I hold both as well, both look like great long term high income holds. Planning to add to my AZN when the price comes down more.

sludgesifter 04 Sep 2012 , 7:12pm

What worries the market is that the chemistry gets ever more complex as new drugs must attain ever higher standards to surpass the proven efficacy and safety of established ones. Meanwhile the pharmaceutical companies are not being allowed longer patents to compensate for the increasingly onerous, protracted, and costly development and testing phase of the drug cycle. Something will have to give in the end,and it may be that the weaker companies will just implode, leaving the stronger ones to pick up the pieces.

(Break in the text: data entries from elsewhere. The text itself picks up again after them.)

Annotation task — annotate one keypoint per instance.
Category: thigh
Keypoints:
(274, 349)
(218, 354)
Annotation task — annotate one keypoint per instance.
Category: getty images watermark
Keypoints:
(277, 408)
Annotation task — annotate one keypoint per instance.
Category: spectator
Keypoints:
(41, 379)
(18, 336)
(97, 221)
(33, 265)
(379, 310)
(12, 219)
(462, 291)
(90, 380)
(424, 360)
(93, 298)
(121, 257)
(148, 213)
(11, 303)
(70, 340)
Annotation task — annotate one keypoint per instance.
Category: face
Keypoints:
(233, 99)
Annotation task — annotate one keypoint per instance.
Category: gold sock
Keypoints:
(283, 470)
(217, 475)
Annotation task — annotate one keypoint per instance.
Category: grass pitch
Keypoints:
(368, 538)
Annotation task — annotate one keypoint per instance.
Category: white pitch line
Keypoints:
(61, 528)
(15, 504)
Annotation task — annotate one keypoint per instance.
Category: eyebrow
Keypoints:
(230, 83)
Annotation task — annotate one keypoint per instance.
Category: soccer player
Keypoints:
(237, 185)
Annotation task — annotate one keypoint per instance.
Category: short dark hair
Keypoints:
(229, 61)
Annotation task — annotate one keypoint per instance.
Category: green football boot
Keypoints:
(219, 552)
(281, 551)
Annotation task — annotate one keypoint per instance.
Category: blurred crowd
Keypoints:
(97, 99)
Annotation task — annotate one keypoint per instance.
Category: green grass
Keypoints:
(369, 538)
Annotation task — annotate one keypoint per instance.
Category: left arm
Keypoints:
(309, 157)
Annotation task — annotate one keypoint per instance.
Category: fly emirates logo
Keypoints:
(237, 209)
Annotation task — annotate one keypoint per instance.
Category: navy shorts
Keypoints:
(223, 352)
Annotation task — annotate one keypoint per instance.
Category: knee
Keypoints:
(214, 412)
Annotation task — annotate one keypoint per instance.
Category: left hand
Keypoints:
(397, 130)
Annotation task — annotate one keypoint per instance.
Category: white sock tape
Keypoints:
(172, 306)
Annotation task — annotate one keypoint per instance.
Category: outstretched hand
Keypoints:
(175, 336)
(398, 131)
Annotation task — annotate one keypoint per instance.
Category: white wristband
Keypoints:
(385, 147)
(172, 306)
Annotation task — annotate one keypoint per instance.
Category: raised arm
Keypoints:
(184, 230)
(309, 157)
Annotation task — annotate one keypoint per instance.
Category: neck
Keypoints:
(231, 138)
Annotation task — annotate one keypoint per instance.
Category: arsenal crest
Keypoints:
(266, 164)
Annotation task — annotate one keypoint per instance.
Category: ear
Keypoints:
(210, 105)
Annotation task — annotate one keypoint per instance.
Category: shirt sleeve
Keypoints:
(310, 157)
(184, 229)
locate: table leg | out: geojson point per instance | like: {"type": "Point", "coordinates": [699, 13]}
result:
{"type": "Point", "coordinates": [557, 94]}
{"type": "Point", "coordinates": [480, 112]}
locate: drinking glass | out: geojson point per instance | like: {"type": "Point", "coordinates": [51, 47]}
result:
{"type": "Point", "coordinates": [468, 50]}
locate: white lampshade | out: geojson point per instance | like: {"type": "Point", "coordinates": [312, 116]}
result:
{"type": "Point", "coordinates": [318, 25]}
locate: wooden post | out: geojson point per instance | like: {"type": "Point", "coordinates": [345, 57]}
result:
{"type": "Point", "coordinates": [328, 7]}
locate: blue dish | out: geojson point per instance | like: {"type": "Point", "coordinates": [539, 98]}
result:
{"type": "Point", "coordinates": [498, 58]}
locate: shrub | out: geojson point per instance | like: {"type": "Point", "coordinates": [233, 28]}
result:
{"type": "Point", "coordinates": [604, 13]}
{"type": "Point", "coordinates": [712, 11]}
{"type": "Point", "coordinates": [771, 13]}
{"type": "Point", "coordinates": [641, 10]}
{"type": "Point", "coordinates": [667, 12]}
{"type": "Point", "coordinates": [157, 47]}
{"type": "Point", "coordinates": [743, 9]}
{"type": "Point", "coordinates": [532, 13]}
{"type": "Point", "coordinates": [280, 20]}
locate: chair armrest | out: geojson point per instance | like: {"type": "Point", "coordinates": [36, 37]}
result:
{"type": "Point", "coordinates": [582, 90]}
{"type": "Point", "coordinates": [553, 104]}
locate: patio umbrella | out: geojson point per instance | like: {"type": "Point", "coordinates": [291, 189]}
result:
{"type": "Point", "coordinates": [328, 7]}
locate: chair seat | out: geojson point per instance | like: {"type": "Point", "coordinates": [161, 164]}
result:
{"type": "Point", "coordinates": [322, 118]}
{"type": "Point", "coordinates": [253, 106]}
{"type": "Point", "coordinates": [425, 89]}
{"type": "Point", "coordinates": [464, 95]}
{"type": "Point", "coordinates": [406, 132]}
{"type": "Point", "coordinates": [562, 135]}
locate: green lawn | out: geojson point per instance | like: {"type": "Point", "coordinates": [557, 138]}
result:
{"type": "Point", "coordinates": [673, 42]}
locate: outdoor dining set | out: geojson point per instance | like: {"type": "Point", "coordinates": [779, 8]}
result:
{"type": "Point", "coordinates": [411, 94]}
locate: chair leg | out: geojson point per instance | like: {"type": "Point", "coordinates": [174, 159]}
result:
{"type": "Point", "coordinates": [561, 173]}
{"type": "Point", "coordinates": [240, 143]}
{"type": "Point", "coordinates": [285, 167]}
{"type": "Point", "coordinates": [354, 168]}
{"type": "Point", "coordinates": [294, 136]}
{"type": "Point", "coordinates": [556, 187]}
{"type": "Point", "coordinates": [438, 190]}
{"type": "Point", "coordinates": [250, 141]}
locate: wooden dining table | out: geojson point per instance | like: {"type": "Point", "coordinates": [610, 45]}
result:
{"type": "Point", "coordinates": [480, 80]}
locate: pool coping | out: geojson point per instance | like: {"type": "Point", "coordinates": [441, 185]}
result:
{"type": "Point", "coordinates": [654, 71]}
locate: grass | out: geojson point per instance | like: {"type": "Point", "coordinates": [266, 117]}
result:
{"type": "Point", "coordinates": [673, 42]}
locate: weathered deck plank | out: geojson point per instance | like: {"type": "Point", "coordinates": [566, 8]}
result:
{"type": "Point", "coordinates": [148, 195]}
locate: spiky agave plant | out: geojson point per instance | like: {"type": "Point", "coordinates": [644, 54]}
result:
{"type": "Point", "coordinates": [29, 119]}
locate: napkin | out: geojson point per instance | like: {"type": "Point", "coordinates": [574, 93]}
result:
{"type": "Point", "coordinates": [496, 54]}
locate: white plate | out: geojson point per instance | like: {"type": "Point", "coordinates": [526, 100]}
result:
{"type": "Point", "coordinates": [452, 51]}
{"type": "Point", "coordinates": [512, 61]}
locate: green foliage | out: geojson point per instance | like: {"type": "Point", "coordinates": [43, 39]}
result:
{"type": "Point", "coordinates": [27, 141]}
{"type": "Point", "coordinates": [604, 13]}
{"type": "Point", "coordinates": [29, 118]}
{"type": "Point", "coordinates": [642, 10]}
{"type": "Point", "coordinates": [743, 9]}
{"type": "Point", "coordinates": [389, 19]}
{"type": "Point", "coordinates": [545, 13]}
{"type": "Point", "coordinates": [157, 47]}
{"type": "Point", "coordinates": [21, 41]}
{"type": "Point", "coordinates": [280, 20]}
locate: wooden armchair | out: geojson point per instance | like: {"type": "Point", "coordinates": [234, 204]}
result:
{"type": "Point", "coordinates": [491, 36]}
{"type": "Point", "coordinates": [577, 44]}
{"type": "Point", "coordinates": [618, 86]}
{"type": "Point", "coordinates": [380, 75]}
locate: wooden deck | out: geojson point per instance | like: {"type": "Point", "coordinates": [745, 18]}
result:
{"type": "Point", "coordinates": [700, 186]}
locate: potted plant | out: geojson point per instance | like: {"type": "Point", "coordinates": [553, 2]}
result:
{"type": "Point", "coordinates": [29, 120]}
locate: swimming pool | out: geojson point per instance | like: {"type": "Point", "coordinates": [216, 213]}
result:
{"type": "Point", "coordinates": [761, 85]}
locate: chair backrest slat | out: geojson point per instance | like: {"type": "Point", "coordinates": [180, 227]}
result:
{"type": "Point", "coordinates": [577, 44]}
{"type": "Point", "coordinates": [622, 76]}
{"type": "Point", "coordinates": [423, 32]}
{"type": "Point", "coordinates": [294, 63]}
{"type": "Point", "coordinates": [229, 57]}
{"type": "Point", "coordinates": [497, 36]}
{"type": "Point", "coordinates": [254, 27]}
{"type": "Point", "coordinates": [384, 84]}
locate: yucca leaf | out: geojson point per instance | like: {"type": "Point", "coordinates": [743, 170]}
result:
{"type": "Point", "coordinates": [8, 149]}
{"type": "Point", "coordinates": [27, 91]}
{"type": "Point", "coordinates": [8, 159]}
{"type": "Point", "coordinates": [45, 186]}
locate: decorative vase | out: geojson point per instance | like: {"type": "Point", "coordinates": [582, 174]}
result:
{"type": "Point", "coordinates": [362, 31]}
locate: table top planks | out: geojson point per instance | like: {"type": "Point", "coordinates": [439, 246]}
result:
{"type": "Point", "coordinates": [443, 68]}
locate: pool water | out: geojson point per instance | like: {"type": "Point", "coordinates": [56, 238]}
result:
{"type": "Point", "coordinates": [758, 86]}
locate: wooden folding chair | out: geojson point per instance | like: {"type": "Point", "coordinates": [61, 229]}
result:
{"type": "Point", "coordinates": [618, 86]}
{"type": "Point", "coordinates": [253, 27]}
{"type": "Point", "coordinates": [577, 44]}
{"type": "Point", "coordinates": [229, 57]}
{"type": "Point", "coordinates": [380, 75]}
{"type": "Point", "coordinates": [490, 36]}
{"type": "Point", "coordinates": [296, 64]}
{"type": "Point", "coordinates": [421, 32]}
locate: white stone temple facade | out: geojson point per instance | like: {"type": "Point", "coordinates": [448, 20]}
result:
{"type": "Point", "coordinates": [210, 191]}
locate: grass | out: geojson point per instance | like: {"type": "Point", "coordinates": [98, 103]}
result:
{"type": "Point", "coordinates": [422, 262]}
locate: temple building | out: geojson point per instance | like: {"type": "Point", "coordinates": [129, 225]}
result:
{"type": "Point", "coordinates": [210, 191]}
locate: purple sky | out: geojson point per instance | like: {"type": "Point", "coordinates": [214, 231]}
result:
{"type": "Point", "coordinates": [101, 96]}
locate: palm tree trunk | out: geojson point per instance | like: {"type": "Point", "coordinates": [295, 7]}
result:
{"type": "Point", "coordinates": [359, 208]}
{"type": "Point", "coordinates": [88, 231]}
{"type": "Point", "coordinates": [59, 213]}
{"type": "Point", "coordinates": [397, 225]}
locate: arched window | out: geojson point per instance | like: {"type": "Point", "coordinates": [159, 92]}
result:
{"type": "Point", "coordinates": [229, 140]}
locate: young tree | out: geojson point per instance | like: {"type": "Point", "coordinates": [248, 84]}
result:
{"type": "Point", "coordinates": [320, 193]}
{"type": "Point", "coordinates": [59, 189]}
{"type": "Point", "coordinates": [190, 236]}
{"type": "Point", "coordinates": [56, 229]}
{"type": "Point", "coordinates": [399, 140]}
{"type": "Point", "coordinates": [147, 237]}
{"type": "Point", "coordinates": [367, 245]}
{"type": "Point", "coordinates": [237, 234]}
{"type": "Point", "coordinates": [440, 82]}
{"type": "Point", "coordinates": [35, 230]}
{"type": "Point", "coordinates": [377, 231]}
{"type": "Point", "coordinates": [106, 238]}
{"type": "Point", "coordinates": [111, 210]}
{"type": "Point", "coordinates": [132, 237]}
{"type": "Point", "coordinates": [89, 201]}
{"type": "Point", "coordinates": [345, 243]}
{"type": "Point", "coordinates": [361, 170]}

Glaxo is the more likely survivor of the two, while Astra should be valued as a declining income stream with a finite horizon.

goodlifer 04 Sep 2012 , 7:33pm

" Glaxo is the more likely survivor of the two."


Clitheroekid 04 Sep 2012 , 8:48pm

Just as a matter of idle curiosity, does anyone know why both companies have such heavyweight share prices?

Most companies who have four figure price tags like these split the shares at some point in the (as I understand it) belief that it makes the shares more `marketable', though the logic escapes me.

If AZN's propsects are as relatively poor as the price indicates what are the prospects of them being taken over, and at what sort of price? If there was a reasonable prospect it would tend to underpin the price and might just be the spur I needed to buy some of that juicy yield.

goodlifer 05 Sep 2012 , 7:57am

I've wondered about that too.

It may be because the availability today of calculators makes it less necessary to use convenient numbers - everything now seems to cost something.99, which would be a nightmare if you had to work it out manually.

sludgesifter 05 Sep 2012 , 8:29am

Goodlifer: The market assigns a much higher P/E to Glaxo. Who am I to gainsay that? Glaxo has a better track record than Astra in being able to push its patent cliff further into the future. Also, Glaxo is hedging its bets by maintaining consumer brands of extraordinary longevity and profitability. Sorry---I don't have any information that isn't already well known.

goodlifer 05 Sep 2012 , 1:08pm

Thanks sludgesifter
"TThe market assigns a much higher P/E to Glaxo. Who am I to gainsay that?."

There's sometimes something to be said for a nice low PE.

atilliator 06 Sep 2012 , 9:52am

Like others, I couldn't decide which to buy, so I bought both. The divis of both yield more than you will get on the High Street.

M0byDick 06 Sep 2012 , 10:03am

Hi guys -- if you hold both GSK and AZN you're in good company: a lot of shrewd investors -- Buffett and Woodford to name two ;) -- have spread their bets in the pharma sector. The strength of different companies' drugs pipelines do change over time and where future blockbusters will emerge from isn't exactly predictable, so hedging your bets in this sector could be quite a good strategy.